Key Stage 3


Published 25th November 2015

This section organises material on Key Stage 3 into four categories:

Progression and Assessment (Key Stage 3): History teachers need models of what progression in history looks like. This is not a straightforward matter!  Contrasting and competing models exist and lively debates continue.  All history teachers need to know enough to understand those debates and join them, drawing on the collective knowledge we already have. They also need to plan for assessment, so as to ensure that pupils do actually make the expected progress and so as to keep the whole process manageable.  In this section, you will find articles, guidance and exemplars which reveal or explain models and debates about what progress is in history and how it can be assessed.  History teachers and history education researchers have long traditions of defining and testing goals for students, debating how far these should relate to substantive knowledge and/or disciplinary thinking and working out optimal paths to get students there.

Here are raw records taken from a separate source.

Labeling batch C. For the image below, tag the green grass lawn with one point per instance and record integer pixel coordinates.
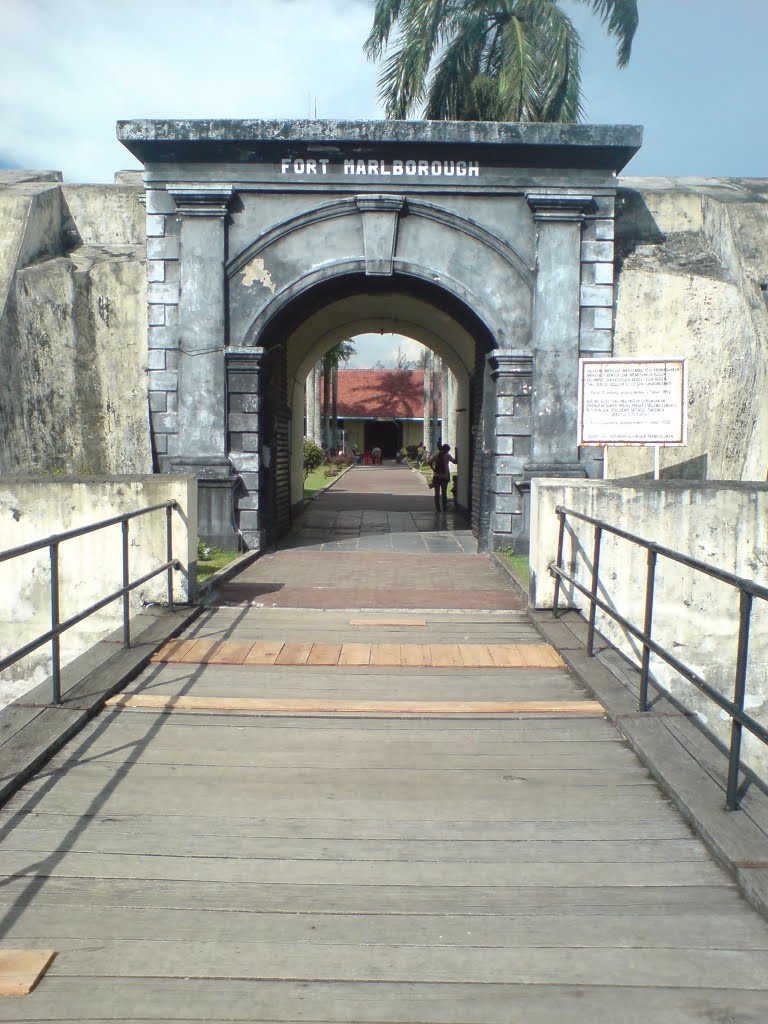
(517, 563)
(317, 481)
(219, 558)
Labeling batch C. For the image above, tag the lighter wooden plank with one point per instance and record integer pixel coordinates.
(294, 653)
(415, 655)
(355, 653)
(263, 652)
(386, 654)
(506, 655)
(389, 622)
(324, 653)
(445, 655)
(200, 652)
(173, 650)
(20, 970)
(476, 655)
(231, 652)
(258, 705)
(539, 655)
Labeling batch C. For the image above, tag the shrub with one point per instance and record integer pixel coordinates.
(313, 458)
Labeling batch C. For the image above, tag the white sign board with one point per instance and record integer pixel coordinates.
(626, 402)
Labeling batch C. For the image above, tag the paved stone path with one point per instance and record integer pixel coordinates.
(359, 865)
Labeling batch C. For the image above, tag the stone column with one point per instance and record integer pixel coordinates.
(202, 414)
(511, 372)
(243, 370)
(555, 334)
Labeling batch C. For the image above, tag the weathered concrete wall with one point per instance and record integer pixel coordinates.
(693, 259)
(90, 567)
(696, 617)
(107, 215)
(73, 330)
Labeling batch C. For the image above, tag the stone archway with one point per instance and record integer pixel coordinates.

Transition (Key Stages 2 to 3) contains examples of projects and advice on securing primary-secondary liaison. Here the focus is on ensuring that Year 6, in particular, prepares for Year 7, as well as ensuring that Year 7 is properly building on Year 6, and taking into account (currently very diverse) primary school starting points.

Planning Key Stage 3 contains general advice on planning in the lower secondary years. This includes examples of how history teachers and other history education experts have planned everything from single activities and lessons to two or three years of work.

In Global Learning Project you will find history-related materials from a growing national network of like-minded schools exploring effective teaching and learning about development and global issues at Key Stages 2 and 3.